From the results, it is reasonable to presume that SNPs showing higher risk might be promoting CRC susceptibility by altering the properties of cytokines and chemokines they encode and acting as negative regulators of cellular growth. According to Theodoropoulus et al., (2006) inflammation favours tumorigenesis by stimulating angiogenesis, damaging DNA and chronically stimulating DNA proliferation. In a continuous inflammatory condition, the inflammatory cells will produce reactive oxygen species (ROS) and reactive nitrogen species (RNS). Cancer development occur when inflammatory cells initiate the production of ROS and/or RNS in inflamed tissues and will cause DNA damage which will lead to activation of oncogenes and/or inactivation of tumor suppressor genes (Kundu and Surh, 2008). Hence, it is reasonable to suggest that, in a continuous inflammatory condition, genetic variation in immune and inflammatory response genes leading to aberrant response of host’s immune system, may be acting as genetic predisposition factors, favouring inflammation mediated colorectal carcinogenesis.

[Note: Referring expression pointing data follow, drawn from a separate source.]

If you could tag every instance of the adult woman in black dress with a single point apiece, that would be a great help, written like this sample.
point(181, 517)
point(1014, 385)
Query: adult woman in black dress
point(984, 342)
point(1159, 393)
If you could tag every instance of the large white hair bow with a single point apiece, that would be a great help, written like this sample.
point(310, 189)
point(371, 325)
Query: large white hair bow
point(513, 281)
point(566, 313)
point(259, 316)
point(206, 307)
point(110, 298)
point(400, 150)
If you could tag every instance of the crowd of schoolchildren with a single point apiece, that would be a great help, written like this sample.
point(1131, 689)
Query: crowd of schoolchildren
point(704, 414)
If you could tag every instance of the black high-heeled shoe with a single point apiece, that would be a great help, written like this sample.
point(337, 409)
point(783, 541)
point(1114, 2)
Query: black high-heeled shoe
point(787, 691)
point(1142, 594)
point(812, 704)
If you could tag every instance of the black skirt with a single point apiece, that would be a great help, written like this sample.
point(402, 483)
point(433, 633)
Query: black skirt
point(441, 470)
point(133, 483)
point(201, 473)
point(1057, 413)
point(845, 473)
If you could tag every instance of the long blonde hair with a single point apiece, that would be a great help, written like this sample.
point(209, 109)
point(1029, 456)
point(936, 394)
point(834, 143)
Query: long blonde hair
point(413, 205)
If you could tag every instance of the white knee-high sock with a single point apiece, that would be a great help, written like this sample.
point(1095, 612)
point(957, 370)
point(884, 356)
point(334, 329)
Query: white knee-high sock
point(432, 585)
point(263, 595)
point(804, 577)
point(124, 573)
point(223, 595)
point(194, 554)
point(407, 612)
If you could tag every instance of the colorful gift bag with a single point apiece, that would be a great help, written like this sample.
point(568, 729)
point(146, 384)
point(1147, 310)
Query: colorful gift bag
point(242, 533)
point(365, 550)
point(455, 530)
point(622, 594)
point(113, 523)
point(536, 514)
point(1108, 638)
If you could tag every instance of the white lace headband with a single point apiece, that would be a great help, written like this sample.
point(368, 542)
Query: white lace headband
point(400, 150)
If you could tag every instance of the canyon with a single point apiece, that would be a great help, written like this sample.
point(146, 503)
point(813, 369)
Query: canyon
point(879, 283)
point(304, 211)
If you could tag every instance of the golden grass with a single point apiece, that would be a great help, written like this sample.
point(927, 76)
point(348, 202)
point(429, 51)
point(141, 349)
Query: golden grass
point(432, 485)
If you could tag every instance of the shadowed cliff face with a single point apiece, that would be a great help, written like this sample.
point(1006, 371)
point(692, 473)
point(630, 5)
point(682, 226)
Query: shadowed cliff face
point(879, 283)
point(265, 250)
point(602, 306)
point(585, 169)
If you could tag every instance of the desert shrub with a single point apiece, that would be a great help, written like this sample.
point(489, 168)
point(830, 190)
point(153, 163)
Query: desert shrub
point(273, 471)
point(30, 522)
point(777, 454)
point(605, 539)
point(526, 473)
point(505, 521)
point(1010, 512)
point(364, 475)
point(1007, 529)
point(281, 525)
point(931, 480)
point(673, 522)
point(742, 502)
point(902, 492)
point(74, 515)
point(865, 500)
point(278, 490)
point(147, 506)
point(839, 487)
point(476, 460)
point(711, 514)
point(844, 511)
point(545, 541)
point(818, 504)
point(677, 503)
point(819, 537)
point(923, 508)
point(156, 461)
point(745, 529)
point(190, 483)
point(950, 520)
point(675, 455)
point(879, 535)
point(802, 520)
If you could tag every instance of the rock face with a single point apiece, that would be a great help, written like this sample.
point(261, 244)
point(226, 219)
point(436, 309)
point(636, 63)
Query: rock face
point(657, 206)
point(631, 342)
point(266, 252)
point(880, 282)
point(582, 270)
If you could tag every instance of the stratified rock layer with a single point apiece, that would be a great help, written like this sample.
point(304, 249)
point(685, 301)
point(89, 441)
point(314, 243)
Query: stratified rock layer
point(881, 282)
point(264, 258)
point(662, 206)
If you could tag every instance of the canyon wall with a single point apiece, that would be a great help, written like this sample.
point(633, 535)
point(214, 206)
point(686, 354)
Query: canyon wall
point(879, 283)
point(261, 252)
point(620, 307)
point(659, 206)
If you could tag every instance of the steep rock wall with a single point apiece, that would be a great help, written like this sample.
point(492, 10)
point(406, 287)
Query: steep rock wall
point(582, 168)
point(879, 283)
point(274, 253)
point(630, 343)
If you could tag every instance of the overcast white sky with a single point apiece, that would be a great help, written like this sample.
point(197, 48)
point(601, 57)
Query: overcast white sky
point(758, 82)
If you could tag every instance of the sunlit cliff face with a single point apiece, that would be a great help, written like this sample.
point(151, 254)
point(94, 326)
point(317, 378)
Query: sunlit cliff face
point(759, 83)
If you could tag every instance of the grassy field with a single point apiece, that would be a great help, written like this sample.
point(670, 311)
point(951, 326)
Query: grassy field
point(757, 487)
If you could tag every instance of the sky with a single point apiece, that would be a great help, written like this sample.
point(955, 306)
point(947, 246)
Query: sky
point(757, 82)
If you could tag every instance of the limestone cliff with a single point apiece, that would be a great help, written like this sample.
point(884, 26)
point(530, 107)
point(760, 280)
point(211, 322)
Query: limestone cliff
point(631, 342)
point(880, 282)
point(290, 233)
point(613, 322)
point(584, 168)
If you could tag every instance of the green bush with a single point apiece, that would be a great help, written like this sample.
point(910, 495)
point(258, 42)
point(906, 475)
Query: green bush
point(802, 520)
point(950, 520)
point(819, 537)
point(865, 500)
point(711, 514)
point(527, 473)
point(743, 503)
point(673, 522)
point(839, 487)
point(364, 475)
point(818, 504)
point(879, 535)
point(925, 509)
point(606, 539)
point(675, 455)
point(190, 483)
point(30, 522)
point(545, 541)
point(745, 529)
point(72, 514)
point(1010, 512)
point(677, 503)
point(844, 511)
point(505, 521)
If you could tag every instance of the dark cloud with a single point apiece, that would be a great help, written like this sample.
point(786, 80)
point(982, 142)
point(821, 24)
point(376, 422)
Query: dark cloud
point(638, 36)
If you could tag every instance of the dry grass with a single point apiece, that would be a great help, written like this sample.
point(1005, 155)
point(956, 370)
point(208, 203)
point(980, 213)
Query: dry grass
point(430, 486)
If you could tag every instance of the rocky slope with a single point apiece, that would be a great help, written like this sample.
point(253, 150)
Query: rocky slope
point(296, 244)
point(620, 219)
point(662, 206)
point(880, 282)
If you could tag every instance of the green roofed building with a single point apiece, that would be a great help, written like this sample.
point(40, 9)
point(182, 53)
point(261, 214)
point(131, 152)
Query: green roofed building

Polymorphisms which showed conflicting results in different populations might be attributable to the presence of genetic heterogeneity across ethnic populations, small sample size limitations and difference in methodologies employed. Another reason could be pleiotropic role of the polymorphism in the pathogenesis of CRC, or due to interaction with other genetic and environmental factors. Yet another explanation could be linkage disequilibrium (LD) patterns. A polymorphism may be in LD with another nearby causal variant in one ethnic population but not in another. Some variants may have stronger or weaker effects on disease, depending on environment or genetic background. Since CRC risk is determined by complex interactions between various genetic and lifestyle/dietary risk factors, common genetic variants are likely to interact with these environmental – lifestyle risk factors to modify risk.

In conclusion, we observed an association between variant allele and genotypes of IL-8-251 T>A and TNF-α-308 G>A polymorphisms and CRC risk in Malaysian patients. These two SNPs in inflammatory response genes which undoubtedly contribute to individual risks to colorectal cancer susceptibility could be considered as potential genetic predisposition factors. Results are also in favour of an inflammation mediated pathway for colorectal carcinogenesis. Although the findings presented here are exploratory, our study is limited by its small sample size. In view of our findings as exploratory, and given the emerging evidence on chronic inflammation and CRC risk, further rigorous studies are necessary to resolve various complications and elucidate missing links between inflammation and colorectal cancer.

Acknowledgements

This study was carried out with the financial assistance from Universiti Sains Malaysia Research Universiti Grants (No. 1001/PPSP/812032). We express our sincere thanks and gratitude to Prof Dr. B M Biswal, Dr V M K Bhavaraju (Hospital Universiti Sains Malaysia), Dr Ahmad Shanwani and Dr Zaidi Zakaria (Hospital Raja Perempuan Zainab II, Kota Bharu) for their cooperation and help in patient recruitment.